On the other hand, in unregulated markets it might have pushed towards the more speedy introduction of a regulatory framework. It is important that regulators work in tandem with operators and providers to shape the future of new regulated markets in a way that provides a level playing field for all companies whilst ensuring safe and transparent entertainment for players.

CasinoBeats: Should we expect these new regulations in the UK to precede similar changes in some of the other major gaming jurisdictions? 

OL: We are already seeing other countries implement similar regulatory changes. More developed countries such as Germany or Sweden follow in the footsteps of the UK introducing more severe alterations of their regulatory framework focusing on the further consumer protection. 

Elsewhere, countries might embrace a different approach in revamping their national gambling policies. The final set of regulatory measures, gaming standards, product requirements and legislative processes depends on a number of factors ranging from the national gambling strategies, cultural values, political climate to interest of operators seeking to join a specific marketplace.

CasinoBeats: Is lower stake, more entertainment driven content the future for slots on a global level? 
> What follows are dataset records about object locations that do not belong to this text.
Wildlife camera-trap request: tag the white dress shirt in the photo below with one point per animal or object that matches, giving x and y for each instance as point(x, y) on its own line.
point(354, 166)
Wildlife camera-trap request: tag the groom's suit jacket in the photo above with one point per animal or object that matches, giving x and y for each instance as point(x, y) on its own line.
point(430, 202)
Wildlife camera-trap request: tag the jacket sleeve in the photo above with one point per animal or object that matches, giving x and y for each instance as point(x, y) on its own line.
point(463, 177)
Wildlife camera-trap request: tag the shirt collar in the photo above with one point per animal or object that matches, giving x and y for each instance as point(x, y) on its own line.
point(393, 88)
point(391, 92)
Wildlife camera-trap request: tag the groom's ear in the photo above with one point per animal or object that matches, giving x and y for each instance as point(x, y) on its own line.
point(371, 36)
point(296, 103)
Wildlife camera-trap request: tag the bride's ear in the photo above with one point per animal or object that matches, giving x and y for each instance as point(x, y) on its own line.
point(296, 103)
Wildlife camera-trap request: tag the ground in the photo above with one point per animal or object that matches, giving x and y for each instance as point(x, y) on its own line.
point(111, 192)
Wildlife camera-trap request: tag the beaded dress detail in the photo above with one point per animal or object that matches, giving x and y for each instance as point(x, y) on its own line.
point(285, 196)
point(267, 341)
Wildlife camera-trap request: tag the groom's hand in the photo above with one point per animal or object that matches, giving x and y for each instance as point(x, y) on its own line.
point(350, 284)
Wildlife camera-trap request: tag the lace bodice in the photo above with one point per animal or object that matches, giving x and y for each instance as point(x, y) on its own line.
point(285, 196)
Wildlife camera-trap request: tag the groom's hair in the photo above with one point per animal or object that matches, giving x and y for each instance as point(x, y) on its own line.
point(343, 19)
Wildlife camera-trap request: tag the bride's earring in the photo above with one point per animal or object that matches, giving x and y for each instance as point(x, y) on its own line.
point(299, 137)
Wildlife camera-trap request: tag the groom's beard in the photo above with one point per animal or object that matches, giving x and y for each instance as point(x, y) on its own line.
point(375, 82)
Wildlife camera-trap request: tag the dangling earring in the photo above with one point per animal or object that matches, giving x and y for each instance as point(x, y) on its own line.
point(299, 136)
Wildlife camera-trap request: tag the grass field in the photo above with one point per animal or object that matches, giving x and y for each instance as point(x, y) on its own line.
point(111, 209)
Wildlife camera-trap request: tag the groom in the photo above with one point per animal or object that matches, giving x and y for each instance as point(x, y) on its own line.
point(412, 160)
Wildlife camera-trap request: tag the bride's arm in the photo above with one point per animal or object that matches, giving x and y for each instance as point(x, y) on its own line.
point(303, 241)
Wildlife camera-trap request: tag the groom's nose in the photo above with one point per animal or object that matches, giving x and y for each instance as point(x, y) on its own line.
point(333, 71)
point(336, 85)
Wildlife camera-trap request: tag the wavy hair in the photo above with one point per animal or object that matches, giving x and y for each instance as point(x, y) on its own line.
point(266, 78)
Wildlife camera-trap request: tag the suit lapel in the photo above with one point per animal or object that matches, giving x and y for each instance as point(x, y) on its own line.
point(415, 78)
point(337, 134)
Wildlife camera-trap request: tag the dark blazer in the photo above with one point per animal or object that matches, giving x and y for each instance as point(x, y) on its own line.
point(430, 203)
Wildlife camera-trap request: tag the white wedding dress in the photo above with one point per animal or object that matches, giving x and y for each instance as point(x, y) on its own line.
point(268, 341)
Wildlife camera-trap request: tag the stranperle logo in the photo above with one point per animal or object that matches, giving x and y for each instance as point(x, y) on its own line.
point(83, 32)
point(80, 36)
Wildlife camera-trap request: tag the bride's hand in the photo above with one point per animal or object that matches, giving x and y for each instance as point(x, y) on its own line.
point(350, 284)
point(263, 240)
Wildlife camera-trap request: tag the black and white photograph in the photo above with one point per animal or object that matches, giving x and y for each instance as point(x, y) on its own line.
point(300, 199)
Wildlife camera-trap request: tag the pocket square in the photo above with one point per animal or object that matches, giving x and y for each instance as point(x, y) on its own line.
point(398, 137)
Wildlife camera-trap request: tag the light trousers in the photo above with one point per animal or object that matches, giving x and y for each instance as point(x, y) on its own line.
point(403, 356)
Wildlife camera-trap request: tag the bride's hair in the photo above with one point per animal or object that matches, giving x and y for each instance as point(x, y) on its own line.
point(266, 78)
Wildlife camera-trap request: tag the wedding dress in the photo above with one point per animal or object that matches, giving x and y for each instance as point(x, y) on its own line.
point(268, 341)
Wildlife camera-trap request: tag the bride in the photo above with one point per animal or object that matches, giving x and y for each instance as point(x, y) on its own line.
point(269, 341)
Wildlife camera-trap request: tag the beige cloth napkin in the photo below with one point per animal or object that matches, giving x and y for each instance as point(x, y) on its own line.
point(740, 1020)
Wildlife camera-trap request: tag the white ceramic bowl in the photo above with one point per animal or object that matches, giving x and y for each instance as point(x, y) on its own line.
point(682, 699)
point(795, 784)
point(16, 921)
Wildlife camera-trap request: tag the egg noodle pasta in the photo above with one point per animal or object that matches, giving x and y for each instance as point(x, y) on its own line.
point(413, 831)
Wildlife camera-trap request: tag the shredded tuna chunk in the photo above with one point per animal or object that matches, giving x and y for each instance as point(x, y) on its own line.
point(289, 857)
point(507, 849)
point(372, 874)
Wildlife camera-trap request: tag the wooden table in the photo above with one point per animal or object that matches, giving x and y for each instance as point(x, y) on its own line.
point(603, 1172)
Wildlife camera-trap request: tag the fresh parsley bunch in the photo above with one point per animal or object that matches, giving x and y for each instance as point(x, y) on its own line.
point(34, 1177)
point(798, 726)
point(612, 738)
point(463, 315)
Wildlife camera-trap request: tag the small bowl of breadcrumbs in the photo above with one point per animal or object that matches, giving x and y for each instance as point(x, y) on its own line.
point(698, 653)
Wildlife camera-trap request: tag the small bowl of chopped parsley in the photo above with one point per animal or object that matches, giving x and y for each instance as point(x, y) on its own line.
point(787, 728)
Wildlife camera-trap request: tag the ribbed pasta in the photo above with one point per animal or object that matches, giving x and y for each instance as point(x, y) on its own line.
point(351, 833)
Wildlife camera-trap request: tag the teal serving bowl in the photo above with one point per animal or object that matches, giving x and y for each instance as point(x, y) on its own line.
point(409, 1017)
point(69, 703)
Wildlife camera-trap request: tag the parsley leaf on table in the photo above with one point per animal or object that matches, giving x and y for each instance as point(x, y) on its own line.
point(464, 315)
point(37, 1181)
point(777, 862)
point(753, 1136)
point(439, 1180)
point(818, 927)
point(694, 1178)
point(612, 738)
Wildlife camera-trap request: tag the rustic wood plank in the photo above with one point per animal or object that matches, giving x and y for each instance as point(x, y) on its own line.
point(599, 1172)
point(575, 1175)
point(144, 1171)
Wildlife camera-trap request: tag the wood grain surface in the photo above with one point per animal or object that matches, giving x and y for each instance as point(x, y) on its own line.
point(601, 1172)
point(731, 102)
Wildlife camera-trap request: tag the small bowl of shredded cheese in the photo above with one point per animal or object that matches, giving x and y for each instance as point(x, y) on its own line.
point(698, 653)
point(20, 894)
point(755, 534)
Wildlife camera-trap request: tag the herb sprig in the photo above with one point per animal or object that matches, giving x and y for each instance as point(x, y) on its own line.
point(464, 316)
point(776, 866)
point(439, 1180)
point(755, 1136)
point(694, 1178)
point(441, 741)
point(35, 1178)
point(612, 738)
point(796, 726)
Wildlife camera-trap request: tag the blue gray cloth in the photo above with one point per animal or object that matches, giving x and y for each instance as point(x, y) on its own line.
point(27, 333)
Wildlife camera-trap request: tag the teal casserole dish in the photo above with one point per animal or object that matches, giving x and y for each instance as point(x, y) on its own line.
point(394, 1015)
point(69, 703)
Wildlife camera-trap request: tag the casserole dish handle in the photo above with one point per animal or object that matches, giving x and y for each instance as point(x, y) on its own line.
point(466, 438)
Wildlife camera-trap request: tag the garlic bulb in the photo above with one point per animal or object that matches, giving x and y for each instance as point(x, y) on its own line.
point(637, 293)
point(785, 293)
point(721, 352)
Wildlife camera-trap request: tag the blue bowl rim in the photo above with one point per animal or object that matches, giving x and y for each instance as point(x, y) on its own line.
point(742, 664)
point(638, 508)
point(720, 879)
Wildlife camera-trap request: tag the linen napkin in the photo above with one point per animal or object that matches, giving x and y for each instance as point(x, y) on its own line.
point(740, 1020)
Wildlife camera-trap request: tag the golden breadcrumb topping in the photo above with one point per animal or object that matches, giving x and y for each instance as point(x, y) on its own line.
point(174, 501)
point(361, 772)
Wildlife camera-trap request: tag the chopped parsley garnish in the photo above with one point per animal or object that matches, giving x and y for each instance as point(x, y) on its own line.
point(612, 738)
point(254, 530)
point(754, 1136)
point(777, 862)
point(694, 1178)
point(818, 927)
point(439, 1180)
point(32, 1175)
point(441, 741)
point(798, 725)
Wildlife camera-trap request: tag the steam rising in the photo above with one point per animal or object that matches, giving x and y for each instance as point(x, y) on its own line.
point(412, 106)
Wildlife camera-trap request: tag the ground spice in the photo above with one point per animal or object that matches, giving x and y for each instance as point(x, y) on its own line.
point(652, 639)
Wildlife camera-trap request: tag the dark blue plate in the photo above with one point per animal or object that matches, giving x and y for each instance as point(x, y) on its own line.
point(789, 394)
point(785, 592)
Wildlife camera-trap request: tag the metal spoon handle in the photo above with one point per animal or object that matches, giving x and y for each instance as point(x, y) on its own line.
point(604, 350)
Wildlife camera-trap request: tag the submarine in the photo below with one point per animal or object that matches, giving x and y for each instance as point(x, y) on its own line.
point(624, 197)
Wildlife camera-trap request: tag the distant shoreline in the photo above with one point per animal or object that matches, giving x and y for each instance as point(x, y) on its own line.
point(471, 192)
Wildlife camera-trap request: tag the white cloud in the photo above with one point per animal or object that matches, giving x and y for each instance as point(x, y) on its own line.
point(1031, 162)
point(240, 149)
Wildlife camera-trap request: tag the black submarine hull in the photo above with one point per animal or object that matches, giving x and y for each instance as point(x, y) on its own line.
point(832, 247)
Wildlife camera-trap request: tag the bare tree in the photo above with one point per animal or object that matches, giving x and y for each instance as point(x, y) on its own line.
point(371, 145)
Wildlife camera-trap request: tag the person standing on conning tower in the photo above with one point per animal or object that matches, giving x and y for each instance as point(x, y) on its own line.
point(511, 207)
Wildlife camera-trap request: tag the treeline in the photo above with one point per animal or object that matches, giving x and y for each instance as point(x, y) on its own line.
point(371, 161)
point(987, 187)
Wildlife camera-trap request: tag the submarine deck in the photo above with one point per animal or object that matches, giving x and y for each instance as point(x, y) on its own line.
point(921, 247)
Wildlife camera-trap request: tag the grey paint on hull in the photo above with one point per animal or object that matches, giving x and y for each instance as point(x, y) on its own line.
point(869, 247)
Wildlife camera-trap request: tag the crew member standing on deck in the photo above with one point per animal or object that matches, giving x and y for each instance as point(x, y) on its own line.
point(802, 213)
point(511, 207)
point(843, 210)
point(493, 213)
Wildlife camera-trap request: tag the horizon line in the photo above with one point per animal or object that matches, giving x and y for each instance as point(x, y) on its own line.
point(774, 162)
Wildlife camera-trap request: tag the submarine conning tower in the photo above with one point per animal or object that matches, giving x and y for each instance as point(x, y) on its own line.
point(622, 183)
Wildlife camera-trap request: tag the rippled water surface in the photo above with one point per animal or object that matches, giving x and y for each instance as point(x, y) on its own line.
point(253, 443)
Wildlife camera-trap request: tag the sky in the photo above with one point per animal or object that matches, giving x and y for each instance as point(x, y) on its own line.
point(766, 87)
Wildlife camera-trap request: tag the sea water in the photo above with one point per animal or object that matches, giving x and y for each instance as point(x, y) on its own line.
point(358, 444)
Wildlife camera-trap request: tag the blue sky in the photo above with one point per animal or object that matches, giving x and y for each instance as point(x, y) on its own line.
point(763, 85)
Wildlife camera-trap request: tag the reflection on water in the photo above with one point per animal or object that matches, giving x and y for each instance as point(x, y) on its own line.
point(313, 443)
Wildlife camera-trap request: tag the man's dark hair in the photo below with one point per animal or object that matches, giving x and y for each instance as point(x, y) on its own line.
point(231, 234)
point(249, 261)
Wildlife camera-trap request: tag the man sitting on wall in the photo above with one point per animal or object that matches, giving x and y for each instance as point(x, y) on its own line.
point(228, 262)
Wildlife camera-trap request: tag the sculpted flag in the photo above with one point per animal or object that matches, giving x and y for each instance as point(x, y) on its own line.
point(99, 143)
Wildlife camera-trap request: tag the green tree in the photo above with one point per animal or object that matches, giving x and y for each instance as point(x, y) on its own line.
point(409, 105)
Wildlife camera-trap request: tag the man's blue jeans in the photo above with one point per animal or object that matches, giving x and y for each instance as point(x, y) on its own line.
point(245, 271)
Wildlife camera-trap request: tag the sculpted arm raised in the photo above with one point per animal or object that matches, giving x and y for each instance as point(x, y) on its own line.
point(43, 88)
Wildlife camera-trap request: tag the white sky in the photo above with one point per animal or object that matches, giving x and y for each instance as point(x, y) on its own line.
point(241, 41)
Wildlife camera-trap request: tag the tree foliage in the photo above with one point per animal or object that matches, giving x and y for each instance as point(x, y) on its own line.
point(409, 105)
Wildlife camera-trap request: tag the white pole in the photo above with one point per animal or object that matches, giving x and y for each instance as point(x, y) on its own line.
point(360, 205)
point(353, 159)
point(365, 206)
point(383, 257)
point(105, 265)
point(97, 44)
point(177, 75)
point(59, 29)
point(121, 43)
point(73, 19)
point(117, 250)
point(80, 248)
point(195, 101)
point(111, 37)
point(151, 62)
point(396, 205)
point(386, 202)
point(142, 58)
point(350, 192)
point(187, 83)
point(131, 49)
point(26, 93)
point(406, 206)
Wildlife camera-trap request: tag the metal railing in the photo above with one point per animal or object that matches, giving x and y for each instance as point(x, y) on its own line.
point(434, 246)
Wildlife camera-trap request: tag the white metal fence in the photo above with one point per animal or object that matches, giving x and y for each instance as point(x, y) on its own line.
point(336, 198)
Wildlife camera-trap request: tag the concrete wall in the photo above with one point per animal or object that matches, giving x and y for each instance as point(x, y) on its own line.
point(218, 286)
OL: To ensure a well functioning gambling market one must take into consideration a number of aspects and work closely with all stakeholders before introducing the regulatory framework. I believe that regulators always try to work in favour of creating a safe player environment. I’m not, however, convinced they share the same belief we have in the power of entertainment and excitement gambling provides. 

Gambling products are designed to stimulate the senses. Excitement, suspense, anticipation of big wins stem from a mixture of well-balanced features, game mechanics, math models, visual and audio representation of the game. Remove one of the ingredients and the whole experience is ruined.

Naturally, with measures such as limiting the max bet, the dynamics will change and the conditions will be less appealing to players who tend to wager larger amounts. For them the thrill will be gone.

Tighter regulations might contribute to the rise of a troubling development in which the unlicensed markets continue to grow, providing desired excitement to those who cannot find it within the regulated gambling space.